Dissolved oxygen also matters. Activity follows a saturation curve: at healthy O₂ levels the animal feeds at full capacity, but as oxygen drops, feeding slows. Daphnia needs about 2 mg/L O₂ to reach half its maximum activity — it is the most oxygen-sensitive feeder. Copepods reach half activity at about 1.6 mg/L, and rotifers at about 1.3 mg/L. In a hypoxic jar, this means rotifers are the last grazers still actively feeding.

Finally, salinity modulates activity through a bell curve centered on the animal's optimum (around 0.5 PSU for all freshwater species). Feeding efficiency drops as salinity deviates from the optimum.
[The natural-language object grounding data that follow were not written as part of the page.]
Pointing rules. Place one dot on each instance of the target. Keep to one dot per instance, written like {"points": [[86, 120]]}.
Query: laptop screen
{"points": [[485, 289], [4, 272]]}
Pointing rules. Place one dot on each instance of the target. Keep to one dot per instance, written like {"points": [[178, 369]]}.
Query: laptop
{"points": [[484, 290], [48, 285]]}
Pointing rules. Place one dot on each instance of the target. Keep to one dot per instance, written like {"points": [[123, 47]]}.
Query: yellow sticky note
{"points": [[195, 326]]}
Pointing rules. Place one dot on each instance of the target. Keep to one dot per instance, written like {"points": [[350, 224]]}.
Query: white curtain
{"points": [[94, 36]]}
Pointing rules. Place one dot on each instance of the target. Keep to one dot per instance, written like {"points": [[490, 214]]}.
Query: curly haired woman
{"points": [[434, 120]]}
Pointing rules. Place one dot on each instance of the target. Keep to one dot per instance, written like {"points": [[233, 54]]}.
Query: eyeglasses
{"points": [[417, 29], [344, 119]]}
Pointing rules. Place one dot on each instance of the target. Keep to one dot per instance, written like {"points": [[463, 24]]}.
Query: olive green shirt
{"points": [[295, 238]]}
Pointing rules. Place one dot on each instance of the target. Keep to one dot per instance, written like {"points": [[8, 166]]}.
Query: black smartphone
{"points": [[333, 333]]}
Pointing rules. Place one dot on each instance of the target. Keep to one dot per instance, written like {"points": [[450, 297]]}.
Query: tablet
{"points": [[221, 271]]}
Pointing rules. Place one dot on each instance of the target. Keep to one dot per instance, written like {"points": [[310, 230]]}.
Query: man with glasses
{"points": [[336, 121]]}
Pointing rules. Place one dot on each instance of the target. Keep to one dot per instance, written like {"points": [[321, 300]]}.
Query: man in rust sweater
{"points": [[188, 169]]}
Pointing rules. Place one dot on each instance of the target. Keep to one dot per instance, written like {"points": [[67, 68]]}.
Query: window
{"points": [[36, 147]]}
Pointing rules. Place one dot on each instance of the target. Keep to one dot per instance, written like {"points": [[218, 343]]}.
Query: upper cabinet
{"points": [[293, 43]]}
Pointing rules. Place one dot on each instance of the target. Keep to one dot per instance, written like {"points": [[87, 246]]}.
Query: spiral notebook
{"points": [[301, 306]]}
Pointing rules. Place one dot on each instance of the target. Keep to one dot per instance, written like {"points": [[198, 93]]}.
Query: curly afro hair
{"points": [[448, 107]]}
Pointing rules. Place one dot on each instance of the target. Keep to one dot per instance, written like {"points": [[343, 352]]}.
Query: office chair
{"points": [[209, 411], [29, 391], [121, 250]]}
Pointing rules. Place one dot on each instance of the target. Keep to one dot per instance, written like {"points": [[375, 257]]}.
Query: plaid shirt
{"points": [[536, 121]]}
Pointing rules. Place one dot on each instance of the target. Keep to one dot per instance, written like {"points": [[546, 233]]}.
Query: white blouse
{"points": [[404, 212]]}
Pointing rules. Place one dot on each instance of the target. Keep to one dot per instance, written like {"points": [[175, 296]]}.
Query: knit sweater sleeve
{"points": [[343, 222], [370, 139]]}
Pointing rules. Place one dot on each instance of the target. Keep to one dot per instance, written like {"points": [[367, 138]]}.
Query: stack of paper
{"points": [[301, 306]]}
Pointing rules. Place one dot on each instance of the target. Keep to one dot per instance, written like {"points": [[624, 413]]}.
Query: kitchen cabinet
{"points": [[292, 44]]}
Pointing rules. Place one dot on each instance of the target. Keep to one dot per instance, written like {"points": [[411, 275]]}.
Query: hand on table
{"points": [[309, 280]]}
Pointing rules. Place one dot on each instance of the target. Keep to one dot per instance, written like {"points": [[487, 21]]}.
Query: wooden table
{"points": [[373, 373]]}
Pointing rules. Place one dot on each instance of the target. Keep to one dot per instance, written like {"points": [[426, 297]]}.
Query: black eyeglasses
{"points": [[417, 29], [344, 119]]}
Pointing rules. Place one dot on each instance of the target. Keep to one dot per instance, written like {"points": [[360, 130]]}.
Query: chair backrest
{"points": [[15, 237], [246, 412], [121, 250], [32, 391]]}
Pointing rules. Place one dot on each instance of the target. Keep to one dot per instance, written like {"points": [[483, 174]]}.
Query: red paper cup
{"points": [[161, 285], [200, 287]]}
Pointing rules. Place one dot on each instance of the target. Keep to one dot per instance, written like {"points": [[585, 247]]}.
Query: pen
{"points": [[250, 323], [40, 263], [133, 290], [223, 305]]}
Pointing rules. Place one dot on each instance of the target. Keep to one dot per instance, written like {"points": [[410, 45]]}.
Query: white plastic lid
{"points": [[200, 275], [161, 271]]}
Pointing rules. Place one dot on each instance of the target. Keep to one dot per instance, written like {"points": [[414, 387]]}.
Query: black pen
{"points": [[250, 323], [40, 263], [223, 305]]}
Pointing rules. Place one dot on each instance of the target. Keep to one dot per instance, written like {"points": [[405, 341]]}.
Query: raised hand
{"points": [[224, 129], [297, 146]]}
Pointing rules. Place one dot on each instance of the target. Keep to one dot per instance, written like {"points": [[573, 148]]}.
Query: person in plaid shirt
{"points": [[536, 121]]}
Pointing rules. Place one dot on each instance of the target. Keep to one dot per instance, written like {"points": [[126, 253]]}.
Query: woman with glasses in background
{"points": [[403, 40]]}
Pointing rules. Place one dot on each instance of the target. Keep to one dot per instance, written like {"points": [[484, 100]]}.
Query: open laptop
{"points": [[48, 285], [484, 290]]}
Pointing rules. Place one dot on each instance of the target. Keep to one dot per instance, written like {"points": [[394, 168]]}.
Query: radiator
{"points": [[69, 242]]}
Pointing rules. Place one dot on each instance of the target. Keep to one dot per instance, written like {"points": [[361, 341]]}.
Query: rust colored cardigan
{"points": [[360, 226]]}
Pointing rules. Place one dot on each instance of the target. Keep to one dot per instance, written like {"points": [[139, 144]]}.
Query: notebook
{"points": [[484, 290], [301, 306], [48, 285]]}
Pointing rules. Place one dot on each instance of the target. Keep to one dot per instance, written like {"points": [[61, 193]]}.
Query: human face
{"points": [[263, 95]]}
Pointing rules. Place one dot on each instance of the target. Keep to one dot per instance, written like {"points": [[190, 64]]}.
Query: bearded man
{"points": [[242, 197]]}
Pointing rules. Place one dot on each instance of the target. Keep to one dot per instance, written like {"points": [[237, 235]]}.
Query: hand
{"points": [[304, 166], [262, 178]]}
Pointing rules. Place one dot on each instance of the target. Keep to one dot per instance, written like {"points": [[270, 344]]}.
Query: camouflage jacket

Copepods tolerate a wider salinity range, while rotifers are the most sensitive (stressed above 3 PSU, unable to survive above 8 PSU).

These modifiers interact. Imagine a Daphnia at night, in warm water where dissolved oxygen has dropped to 2 mg/L. Its night activity factor is 0.70, and its oxygen factor — at the half-saturation point — is 0.50. Multiplied together, the animal is feeding at just 35% of its daytime, well-oxygenated capacity. That is not starvation yet, but a few more hours of declining O₂ could push it there, especially if it was already running a caloric deficit from days of heavy competition for a thinning algae population.

Mortality

Consumers face mortality from starvation, crowding, cannibalism (copepods), and environmental stressors (temperature, pH, oxygen, salinity, ammonia). All of these mechanisms — how they stack, what thresholds trigger them, and how they differ by species — are covered in Mortality Mechanisms.